Las Vegas Sun

May 5, 2024

People in the news for March 21, 1997

Wanton TV godlessness, celebrity lawsuits, the kissability of Rosie O'Donnell -- our dunce card is full today, so let's go! First up: bad TV, bad, bad TV! After surveying 804 of America's 250 million residents, a new poll concludes that the medium is swirling down the moral toilet. Sex! Death! Ruthless cartoon robber barons! Two-thirds of us apparently want to see more prime-time spirituality, more shows speaking to moral issues -- as if the "Seinfeld" masturbation episode had never happened! According to the poll, commissioned by TV Guide, adultery is TV's No. 1 broken commandment, followed closely by murder. And maybe it's time TV gave us nicer bad guys: respondents singled out evil "Simpsons" tycoon Montgomery Burns as the TV character most likely to go to hell, or as they surely put it, "H-E-double hockey sticks." That sound you just heard was satire going over 804 heads. It's hard to know just what the pollees are complaining about; last week's Top 20 was dominated by harmless, morally neutral fare like "Friends," "Home Improvement" and a raft of newsmagazines.

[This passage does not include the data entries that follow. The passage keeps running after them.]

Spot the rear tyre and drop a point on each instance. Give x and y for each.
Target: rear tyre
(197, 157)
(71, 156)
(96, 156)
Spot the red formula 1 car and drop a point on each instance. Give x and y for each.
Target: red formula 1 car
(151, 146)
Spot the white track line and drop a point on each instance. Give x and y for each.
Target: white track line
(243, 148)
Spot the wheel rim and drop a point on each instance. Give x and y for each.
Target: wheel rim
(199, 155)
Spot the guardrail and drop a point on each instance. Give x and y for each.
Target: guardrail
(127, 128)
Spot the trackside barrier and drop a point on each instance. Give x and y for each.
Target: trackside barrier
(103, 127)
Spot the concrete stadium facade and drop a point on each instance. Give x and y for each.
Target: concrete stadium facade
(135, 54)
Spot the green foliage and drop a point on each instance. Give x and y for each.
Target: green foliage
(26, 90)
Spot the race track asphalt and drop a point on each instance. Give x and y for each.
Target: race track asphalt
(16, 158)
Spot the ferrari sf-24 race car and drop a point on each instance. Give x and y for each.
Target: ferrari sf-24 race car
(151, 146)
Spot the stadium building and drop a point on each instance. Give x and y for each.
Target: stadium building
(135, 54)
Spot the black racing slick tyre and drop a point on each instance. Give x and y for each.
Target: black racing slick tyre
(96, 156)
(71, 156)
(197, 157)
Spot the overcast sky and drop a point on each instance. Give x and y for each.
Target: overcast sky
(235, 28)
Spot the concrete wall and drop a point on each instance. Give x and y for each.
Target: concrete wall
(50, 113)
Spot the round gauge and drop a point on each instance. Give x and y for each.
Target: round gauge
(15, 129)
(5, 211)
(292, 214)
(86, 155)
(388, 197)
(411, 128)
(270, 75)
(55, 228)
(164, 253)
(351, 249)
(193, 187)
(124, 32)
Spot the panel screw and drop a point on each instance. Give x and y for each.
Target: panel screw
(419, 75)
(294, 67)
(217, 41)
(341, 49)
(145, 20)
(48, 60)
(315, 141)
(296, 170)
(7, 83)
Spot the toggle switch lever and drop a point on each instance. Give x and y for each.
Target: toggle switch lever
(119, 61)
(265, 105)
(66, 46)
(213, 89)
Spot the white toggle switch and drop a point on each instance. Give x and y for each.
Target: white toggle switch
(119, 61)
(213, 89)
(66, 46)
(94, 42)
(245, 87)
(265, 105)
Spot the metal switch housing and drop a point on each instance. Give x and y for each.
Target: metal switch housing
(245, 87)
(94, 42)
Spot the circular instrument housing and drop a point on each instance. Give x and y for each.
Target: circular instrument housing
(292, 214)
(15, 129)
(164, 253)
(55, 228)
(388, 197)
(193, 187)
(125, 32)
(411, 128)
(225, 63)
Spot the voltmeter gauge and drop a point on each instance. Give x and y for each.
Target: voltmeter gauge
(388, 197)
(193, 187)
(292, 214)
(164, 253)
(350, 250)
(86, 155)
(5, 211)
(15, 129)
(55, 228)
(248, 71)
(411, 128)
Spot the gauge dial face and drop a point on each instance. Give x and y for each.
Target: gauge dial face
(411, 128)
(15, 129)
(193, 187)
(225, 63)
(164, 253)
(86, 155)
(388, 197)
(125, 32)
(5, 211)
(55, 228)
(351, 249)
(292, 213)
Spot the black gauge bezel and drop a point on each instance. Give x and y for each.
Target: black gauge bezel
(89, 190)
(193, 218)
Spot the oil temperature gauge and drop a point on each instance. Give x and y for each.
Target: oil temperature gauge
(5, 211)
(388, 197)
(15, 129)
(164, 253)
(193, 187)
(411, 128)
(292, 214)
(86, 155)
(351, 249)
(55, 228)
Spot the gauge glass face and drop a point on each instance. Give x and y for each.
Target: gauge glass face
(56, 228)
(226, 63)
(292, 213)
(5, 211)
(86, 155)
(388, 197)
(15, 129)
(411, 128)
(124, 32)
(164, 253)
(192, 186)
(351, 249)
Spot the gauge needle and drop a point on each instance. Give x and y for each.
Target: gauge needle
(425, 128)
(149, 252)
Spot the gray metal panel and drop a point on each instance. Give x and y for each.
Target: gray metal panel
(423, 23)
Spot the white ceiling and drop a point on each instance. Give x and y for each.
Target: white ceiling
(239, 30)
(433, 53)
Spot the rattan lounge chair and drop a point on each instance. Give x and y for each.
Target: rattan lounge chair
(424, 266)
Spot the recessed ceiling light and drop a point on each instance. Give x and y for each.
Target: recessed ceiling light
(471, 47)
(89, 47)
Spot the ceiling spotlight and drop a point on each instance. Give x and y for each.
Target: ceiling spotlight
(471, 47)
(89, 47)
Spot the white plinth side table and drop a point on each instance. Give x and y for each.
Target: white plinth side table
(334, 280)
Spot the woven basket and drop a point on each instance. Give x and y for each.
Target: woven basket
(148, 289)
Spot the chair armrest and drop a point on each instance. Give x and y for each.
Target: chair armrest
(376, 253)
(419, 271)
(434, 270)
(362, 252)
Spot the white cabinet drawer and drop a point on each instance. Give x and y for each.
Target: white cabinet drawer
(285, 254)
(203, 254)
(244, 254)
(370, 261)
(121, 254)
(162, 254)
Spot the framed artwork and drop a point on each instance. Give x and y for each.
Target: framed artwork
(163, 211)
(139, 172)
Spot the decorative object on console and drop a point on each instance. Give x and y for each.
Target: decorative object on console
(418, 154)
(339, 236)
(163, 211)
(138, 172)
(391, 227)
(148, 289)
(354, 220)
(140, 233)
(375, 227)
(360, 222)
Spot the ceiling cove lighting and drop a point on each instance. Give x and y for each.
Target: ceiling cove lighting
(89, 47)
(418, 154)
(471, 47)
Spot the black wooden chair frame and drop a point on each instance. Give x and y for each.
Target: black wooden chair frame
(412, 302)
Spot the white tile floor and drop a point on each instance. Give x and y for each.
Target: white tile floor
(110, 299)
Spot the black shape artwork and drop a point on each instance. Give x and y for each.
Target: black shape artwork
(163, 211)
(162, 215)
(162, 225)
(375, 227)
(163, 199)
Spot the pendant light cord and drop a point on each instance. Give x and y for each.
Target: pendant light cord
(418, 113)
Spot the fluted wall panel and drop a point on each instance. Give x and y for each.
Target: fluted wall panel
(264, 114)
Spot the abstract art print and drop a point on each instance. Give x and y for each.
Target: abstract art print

There is a point of light in TV's pixel wasteland: CBS' "Touched by an Angel," which polled as the most spiritually rich show on TV. The second: ABC's "Family Matters" -- the show that gave us the ultra-spiritual Urkel.

Briefly

*Ellen: Out. Gay advertising during "Ellen": Out of the question. This ought to make 804 TV viewers happy: ABC has turned down a gay-rights group hoping to air an anti-discrimination commercial during the upcoming coming-out episode of "Ellen." The network says it doesn't run issue-oriented ads.

*The normally easygoing Jimmy Buffett isn't going easy on a restaurant in Hawaii that calls itself Cheeseburger in Paradise. Saying the phrase was pirated from his 1978 song, he's suing for unspecified damages and a name change. The restaurateurs aren't budging. They claim they adopted the name before Buffett trademarked it.

Breath star

It seems millions of people -- well, hundreds anyway -- are poised over their bathroom sinks, tongues and teeth still gummy with morning breath, waiting for Rosie O'Donnell to tell them what mouthwash to use. Ever since a gimmicky poll released by the Scope mouthwash people named O'Donnell one of America's least kissable celebs, the talk-show queen has been on the anti-Scope warpath. "Remember, just say nope to Scope," she said during a recent show. She's taken to vigorously flacking Listerine instead. And viewers are following her lead! Listerine says more than 100 people have sent the company e-mail saying they'll no longer wash their mouths out with Scope. Listerine is riding this publicity bonanza, taking out ads featuring O'Donnell and donating to charities every time she kisses someone on her show, which is happening with increasing frequency. Why aren't the 804 TV watchdogs complaining about that?